Die meisten Medienvertreter kamen 2010 in Pakistan ums Leben, wo elf Journalisten getötet wurden. Neben Pakistan bezeichnete "Reporter ohne Grenzen" noch den Irak und Mexiko als die gegenüber Journalisten gewalttätigsten Staaten des Jahrzehnts. Besonders gefährdet sei das Leben von Medienvertretern außerdem in Afghanistan, Kolumbien, auf den Philippinen, in Russland und Somalia.
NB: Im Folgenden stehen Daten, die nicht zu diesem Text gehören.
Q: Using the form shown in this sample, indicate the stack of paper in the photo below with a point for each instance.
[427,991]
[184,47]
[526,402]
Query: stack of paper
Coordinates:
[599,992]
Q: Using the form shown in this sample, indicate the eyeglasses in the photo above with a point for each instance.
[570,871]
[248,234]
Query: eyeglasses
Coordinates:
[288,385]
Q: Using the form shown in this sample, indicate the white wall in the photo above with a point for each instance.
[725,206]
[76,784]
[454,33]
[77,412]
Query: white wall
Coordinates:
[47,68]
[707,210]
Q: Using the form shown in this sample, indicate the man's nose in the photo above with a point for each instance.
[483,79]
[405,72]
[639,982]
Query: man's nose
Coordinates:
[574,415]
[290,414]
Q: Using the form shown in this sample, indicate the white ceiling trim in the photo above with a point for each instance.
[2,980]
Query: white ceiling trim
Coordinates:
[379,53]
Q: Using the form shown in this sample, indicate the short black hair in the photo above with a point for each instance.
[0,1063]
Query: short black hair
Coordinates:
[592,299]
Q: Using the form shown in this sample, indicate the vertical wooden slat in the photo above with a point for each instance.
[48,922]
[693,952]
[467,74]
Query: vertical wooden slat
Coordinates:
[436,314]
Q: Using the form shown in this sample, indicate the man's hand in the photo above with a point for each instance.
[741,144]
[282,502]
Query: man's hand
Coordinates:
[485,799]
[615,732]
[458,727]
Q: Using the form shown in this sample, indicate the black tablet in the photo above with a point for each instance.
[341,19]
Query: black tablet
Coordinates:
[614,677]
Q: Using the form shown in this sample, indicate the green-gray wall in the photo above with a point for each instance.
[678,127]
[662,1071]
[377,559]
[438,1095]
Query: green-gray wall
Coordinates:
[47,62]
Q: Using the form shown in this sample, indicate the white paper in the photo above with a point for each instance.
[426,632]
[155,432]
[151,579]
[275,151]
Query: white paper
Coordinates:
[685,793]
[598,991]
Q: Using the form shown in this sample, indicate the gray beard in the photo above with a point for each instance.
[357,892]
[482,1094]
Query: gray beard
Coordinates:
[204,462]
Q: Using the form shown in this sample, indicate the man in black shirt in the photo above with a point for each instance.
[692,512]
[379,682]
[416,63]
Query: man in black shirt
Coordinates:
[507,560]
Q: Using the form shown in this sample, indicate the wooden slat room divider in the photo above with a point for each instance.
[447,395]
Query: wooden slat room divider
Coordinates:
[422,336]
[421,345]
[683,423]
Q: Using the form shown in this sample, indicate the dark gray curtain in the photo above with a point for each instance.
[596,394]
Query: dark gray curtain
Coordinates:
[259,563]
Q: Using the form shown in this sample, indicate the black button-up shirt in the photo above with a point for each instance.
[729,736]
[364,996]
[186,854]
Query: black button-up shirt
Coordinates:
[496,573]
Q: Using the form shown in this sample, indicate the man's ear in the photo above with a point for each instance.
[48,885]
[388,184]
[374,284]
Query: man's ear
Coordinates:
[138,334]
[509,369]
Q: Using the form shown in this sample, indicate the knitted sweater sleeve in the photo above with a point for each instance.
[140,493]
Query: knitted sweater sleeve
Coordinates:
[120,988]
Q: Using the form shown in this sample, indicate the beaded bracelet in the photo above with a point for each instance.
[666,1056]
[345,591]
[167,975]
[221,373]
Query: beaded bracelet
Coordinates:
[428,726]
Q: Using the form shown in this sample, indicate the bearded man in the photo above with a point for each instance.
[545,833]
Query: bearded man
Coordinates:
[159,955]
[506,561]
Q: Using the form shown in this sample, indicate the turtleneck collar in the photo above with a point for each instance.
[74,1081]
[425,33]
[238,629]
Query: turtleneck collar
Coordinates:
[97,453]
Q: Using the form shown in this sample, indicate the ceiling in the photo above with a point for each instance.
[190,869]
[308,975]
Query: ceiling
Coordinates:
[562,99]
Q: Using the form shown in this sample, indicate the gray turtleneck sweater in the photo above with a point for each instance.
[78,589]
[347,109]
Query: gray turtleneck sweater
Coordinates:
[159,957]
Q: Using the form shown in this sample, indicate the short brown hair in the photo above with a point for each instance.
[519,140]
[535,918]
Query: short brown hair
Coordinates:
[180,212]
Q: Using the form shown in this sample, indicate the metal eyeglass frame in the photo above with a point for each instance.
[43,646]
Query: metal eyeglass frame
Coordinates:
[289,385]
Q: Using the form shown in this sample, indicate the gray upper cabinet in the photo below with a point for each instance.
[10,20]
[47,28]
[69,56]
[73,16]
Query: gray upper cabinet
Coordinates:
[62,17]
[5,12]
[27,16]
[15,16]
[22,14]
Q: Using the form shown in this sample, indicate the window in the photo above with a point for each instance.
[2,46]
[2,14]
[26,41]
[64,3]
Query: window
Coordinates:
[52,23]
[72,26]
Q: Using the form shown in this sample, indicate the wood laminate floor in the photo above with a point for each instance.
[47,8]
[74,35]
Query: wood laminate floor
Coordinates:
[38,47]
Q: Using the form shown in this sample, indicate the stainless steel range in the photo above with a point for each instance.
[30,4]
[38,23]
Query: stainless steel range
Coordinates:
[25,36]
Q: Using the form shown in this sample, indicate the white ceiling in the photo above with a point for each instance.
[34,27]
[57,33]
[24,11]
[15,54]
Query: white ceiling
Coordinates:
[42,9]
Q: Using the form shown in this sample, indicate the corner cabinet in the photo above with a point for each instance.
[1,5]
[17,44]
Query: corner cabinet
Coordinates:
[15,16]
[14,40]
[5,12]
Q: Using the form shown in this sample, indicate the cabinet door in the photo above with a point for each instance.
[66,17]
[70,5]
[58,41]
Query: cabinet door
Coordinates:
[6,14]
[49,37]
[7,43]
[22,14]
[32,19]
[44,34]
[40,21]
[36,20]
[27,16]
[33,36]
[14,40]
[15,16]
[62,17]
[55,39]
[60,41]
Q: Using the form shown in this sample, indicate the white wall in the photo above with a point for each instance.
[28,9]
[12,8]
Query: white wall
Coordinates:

Zwei Journalisten wurden im zu Ende gehenden Jahr auch in Europa ermordet: in Griechenland und Lettland.
Die Zahl der weltweit verhafteten Journalisten sank den Angaben zufolge gegenüber dem Vorjahr um sieben Prozent auf 535. Mindestens 1.374 Medienvertreter wurden angegriffen oder bedroht, ein Rückgang um 82. Die Anzahl der Verhaftungen von Internet-Bloggern und Internetnutzern blieb nahezu gleich bei 152. Zudem wurden 52 Angriffe auf Blogger registriert, 14 Prozent weniger als 2009. Die Zahl der Staaten, in denen Internetzensur ausgeübt werde, stieg laut "Reporter ohne Grenzen" um zwei auf insgesamt 62 Staaten. 127 Journalisten aus 23 Ländern mussten in diesem Jahr ihre Heimat wegen Gewalt und Verfolgung verlassen, allein 30 aus dem Irak, 15 aus Eritrea und Somalia.